Cuando pasaron por debajo de los ventanales de la pequeña biblioteca, Fitz salió y se reunió con ellos.

– Veo que ya te encuentras mejor -le dijo a Elizabeth.

– Sí, gracias. La visita a Jane se convirtió en una experiencia terrible y agotadora. Estaba muy preocupada por Lydia, pero la situación de Mary la dejó completamente abatida. Volví a casa con un dolor de cabeza espantoso.

Angus se deshizo del brazo de Elizabeth, le dedicó una leve reverencia y se alejó en dirección a las caballerizas. Los gritos de Charlie se oían perfectamente; ambos padres sonrieron.

– No saliste a despedir a Caroline -dijo Fitz.

– El dolor de cabeza era muy cierto, si lo que estás sugiriendo es que fue una excusa.

– No, seguro, no sugería nada… -dijo con aire de sorpresa-. Sabía dónde habías ido y cómo regresarías. Las señoritas Bingley lo comprendieron. También conocen a Jane.

– Espero que no pienses que me arrepiento de lo que le dije a Caroline -dijo Elizabeth, con voz firme-. El asco que siento por esa… por ese simulacro de mujer ha llegado a su culmen, y no puedo soportar su presencia. De hecho, no sé por qué no lo hice hace años.

– Porque eso implicaba una ofensa imperdonable.

– ¡En ocasiones, la abundancia de insidias constituye una ofensa imperdonable! Su engreimiento es tan monumental que se cree perfecta.

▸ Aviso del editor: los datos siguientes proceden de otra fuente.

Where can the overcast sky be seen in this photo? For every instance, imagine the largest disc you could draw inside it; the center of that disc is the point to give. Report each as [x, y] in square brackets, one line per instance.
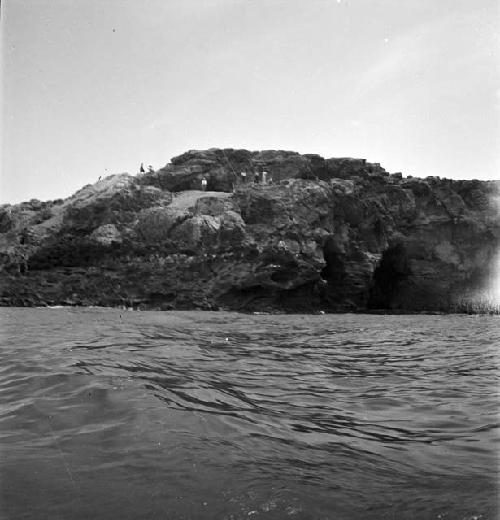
[94, 87]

– Me horroriza tener que contarle todo esto a Charles Bingley y no sé si te lo perdonará.

– Haz lo que te venga en gana -dijo su esposa con voz imperturbable-. Charles no es tonto. El azar familiar le dio una hermana malvada, y él lo sabe perfectamente. Cuando ese mismo azar, por matrimonio, te dio a ti unos familiares inaceptables, tú los apartaste de tu vida. ¿Qué diferencia hay si yo aparto de mi vida a Caroline Bingley? Lo que vale para ti también valdrá para mí, ¿no, Fitz? -Le lanzó una mirada amenazadora-. ¿Por qué le asignasteis esa miseria de dinero a Mary? Sois inmensamente ricos y sin ningún esfuerzo podríais haberla compensado adecuadamente por los diecisiete años de tranquilidad que os proporcionó a ambos. Al contrario, tú y Charles acordasteis una suma miserable.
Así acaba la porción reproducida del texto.